Akibat kejadian tersebut, korban mengalami luka serius pada bagian wajah, leher, dan tulang belakang hingga sempat tidak sadarkan diri. Saat ini Abdullah masih menjalani perawatan di rumah keluarganya.
Menurut keterangan keluarga korban, sebelum kejadian Abdullah hendak membeli nasi bungkus untuk dibawa ke tempat kerjanya. Setelah itu, korban sempat membeli rokok di sebuah kios.

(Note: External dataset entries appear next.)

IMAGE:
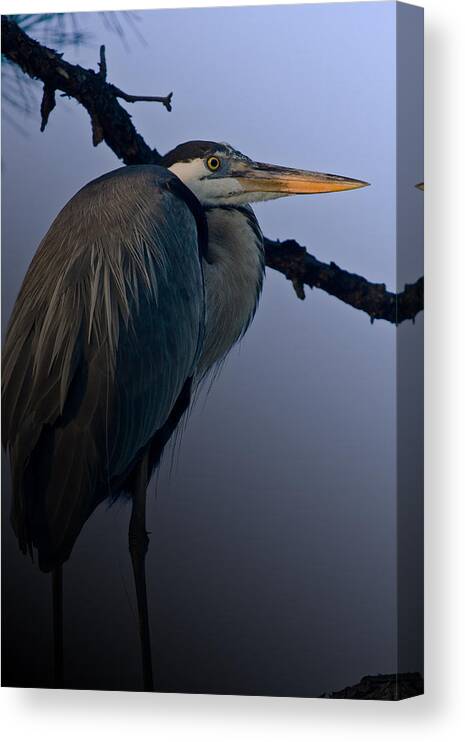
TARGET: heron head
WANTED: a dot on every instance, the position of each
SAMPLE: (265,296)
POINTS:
(221,176)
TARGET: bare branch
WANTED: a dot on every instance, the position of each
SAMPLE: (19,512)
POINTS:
(47,105)
(301,268)
(103,63)
(110,121)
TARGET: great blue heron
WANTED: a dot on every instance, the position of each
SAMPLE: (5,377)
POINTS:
(145,280)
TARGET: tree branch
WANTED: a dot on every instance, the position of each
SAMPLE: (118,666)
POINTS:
(112,123)
(293,261)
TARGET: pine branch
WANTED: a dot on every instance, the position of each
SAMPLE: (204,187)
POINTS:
(112,123)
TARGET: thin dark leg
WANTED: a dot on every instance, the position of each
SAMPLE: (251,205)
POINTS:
(57,597)
(138,545)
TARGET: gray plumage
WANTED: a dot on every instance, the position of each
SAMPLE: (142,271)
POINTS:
(109,325)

“Korban tiba-tiba didatangi oleh sekelompok orang tak dikenal yang diduga langsung melakukan penganiayaan dan pengeroyokan,” ujar pihak keluarga, Selasa (12/5/2026).
Keluarga korban meminta pihak Kepolisian Daerah (Polda) Maluku segera mengambil langkah cepat untuk menangkap para pelaku.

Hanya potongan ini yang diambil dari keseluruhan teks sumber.